Arbitrum’s native token ARB fell 10% despite strong network growth, as significant capital outflows and bearish derivatives positioning overwhelmed positive fundamentals. On-chain data shows approximately $56.9 million exited the network, primarily to Ethereum and Hyperliquid, while negative funding rates indicate traders are betting on further decline.
Arbitrum’s ARB token fell sharply by 10% despite improving network fundamentals. The decline was notably driven by on-chain capital rotation rather than just perpetual futures traders.
Fundamental metrics suggested potential for a rebound. Daily Active Users climbed to 4.3 million, with an average of approximately 26 transactions per user.
However, substantial on-chain outflows created a bearish tilt. Artemis reports that Arbitrum recorded the largest bridged net outflow among major chains, with approximately $56.9 million exiting.
Most of this capital rotated to Ethereum and Hyperliquid. Specifically, Ethereum absorbed roughly $34.7 million, while Hyperliquid attracted about $17.7 million.
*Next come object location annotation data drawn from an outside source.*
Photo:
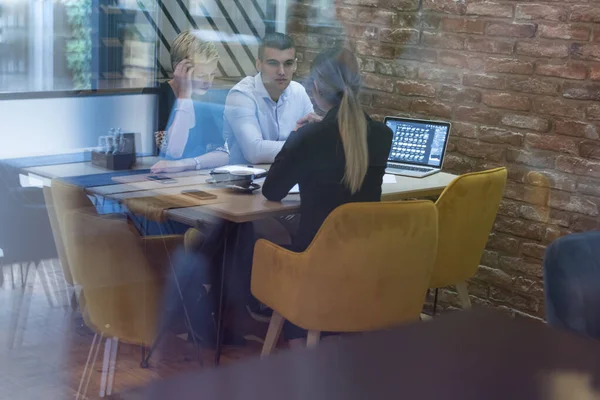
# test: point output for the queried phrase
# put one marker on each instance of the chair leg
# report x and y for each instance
(313, 338)
(105, 363)
(463, 295)
(111, 366)
(273, 333)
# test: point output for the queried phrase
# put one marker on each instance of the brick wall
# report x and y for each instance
(521, 83)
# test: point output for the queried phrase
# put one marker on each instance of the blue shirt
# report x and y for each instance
(255, 126)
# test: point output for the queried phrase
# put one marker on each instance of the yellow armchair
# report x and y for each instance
(466, 211)
(368, 268)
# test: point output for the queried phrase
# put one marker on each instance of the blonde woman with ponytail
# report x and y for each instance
(338, 160)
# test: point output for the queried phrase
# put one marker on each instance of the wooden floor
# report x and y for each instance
(44, 345)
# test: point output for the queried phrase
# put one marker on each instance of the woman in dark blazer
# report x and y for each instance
(338, 160)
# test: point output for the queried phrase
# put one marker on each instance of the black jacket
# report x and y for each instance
(313, 157)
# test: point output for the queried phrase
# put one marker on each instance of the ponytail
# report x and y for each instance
(353, 131)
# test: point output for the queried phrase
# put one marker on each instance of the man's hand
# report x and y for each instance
(308, 119)
(171, 166)
(183, 79)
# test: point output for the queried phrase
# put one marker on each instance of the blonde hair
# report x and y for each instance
(188, 44)
(338, 78)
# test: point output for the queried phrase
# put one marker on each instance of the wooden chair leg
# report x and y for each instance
(463, 295)
(273, 333)
(313, 338)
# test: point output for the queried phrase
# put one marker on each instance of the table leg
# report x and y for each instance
(231, 229)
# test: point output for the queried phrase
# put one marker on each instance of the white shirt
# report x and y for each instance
(255, 126)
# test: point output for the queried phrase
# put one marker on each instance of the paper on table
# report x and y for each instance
(245, 168)
(389, 178)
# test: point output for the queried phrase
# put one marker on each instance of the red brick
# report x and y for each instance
(395, 68)
(585, 13)
(528, 194)
(484, 81)
(541, 11)
(581, 91)
(534, 250)
(458, 163)
(391, 102)
(526, 122)
(445, 6)
(590, 149)
(462, 25)
(400, 5)
(553, 106)
(559, 144)
(572, 203)
(553, 233)
(568, 71)
(375, 50)
(490, 9)
(362, 32)
(583, 223)
(541, 48)
(487, 45)
(581, 51)
(578, 166)
(593, 111)
(473, 114)
(595, 72)
(575, 128)
(519, 228)
(506, 29)
(438, 75)
(509, 65)
(431, 107)
(404, 36)
(376, 82)
(485, 151)
(497, 135)
(504, 243)
(564, 31)
(533, 85)
(453, 59)
(464, 130)
(506, 100)
(416, 54)
(430, 21)
(459, 95)
(443, 41)
(589, 186)
(525, 266)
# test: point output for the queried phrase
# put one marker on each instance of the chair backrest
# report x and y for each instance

Market sentiment shifted significantly alongside the price drop. Data from CoinMarketCap shows bullish conviction for ARB fell from 83% to 48%.
The derivatives market amplified the downside pressure. The OI-Weighted Funding Rate turned negative, indicating a growing share of Open Interest is positioned for further decline.
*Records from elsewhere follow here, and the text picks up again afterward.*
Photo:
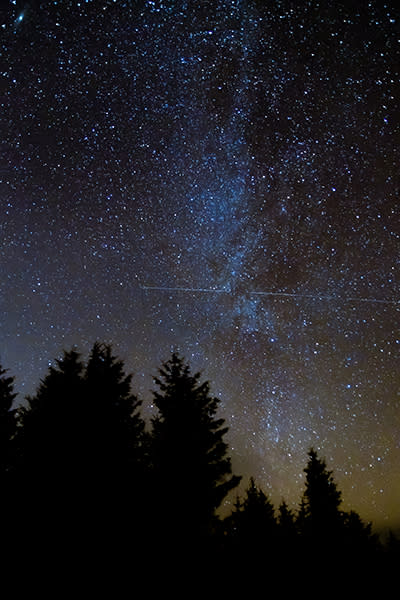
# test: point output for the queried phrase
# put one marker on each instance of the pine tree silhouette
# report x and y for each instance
(80, 448)
(252, 526)
(320, 518)
(7, 421)
(191, 468)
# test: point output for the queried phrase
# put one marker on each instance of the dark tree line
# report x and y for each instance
(84, 479)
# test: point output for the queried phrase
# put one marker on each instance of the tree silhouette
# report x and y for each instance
(7, 421)
(191, 468)
(252, 527)
(320, 519)
(114, 447)
(80, 446)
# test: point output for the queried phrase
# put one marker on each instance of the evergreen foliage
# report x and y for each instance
(191, 468)
(81, 478)
(7, 420)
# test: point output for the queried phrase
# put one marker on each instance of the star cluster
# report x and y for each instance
(219, 178)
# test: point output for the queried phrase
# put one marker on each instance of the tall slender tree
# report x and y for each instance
(320, 519)
(191, 467)
(7, 420)
(252, 526)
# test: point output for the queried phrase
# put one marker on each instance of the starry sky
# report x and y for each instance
(219, 178)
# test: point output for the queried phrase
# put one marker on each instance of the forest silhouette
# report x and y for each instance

Approximately $3 million in fresh liquidity entered the derivatives market, largely reinforcing short exposure. For every $1 lost by short traders in the past 24 hours, long traders lost approximately $37.
The current technical structure favors sellers, with price declining while volume rises. Both spot-driven capital rotation and derivatives positioning suggest bearish momentum remains elevated.